Abstract
Despite its deleterious effects on living cells, oxidative stress plays essential roles in normal physiological processes and provides signaling molecules for cell growth, differentiation, and inflammation. Macrophages are equipped with antioxidant mechanisms to cope with intracellular ROS produced during immune response, and Nrf2 (NF-E2-related factor 2)/HO-1 (heme oxygenase-1) pathway is an attractive target due to its protective effect against ROS-induced cell damage in inflamed macrophages. We investigated the effects of ethanol extract of A. villosum (AVEE) on lipopolysaccharide- (LPS-) stimulated inflammatory responses generated via the Nrf2/HO-1 signaling pathway in murine peritoneal macrophages and RAW 264.7 cells. AVEE was found to suppress the NF-κB signaling pathway, thus, to reduce proinflammatory cytokine, nitric oxide, and prostaglandin levels in peritoneal macrophages and Raw 264.7 cells treated with LPS, and to enhance HO-1 expression by activating Nrf2 signaling. Furthermore, these anti-inflammatory effects of AVEE were diminished when cells were pretreated with SnPP (a HO-1 inhibitor). HPLC analysis revealed AVEE contained quercetin, a possible activator of the Nrf2/HO-1 pathway. These results show A. villosum ethanol extract exerts anti-inflammatory effects by activating the Nrf2/HO-1 pathway in LPS-stimulated macrophages.
Highlights
Oxidative stress can be defined as an imbalance surfeit of ROS production as compared with ROS depletion by antioxidant defense systems [1]

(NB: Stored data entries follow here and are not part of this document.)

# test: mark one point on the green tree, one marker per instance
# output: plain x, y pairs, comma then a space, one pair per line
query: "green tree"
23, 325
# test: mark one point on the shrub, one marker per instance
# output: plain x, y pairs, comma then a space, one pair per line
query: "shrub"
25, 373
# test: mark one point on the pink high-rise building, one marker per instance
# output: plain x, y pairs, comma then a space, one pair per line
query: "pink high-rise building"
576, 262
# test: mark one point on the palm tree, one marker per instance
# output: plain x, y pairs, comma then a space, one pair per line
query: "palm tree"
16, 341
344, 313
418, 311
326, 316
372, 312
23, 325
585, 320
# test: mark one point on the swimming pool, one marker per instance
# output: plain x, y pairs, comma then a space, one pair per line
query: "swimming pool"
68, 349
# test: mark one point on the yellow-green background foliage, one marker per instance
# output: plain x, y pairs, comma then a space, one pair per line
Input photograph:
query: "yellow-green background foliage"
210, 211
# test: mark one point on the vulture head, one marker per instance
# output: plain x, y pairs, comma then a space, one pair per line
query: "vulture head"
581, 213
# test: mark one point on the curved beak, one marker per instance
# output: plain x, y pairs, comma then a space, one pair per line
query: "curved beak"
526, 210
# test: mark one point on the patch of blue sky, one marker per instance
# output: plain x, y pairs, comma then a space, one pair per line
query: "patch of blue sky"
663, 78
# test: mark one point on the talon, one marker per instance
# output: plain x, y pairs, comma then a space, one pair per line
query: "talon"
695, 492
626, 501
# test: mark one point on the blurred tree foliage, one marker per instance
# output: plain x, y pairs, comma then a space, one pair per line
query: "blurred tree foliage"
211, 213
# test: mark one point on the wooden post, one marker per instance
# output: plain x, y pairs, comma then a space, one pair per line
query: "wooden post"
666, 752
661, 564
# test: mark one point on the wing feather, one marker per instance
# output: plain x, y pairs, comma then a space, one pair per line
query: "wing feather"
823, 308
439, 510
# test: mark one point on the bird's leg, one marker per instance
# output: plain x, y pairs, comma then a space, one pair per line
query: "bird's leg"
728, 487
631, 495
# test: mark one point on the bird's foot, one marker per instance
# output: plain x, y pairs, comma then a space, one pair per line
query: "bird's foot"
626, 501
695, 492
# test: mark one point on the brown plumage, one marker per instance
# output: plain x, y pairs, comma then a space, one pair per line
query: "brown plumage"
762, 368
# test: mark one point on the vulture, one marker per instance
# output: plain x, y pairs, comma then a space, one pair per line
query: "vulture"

We investigated the effects of an ethanol extract of A. villosum (AVEE) on LPS-stimulated murine peritoneal macrophages and Raw 264.7 cells and mechanisms responsible for these effects
Immunoblotting showed obvious changes in the localization of Nrf2 from cytoplasm to nuclei after 3 h of AVEE treatment (100 μg/mL) (Figure 4(c)). e results indicate AVEE treatment promoted the nuclear translocation of Nrf2 and activated the Nrf2/heme oxygenase-1 (HO-1) pathway to increase HO-1 level (Figure 4(d))
Summary
Oxidative stress can be defined as an imbalance surfeit of ROS (reactive oxygen species) production as compared with ROS depletion by antioxidant defense systems [1]. Despite their deleterious effects, ROS play crucial roles in the physiological processes and metabolisms of organisms that utilize oxygen [2, 3]. Excessive ROS induced by, for example, lead, carbon tetrachloride (CCl4), or LPS can activate MAPK and NF-κB pathways and initiate inflammatory responses [8,9,10,11]. Of these ROS inducing agents, LPS has been intensively studied in the context of inflammatory response progression in macrophages [12]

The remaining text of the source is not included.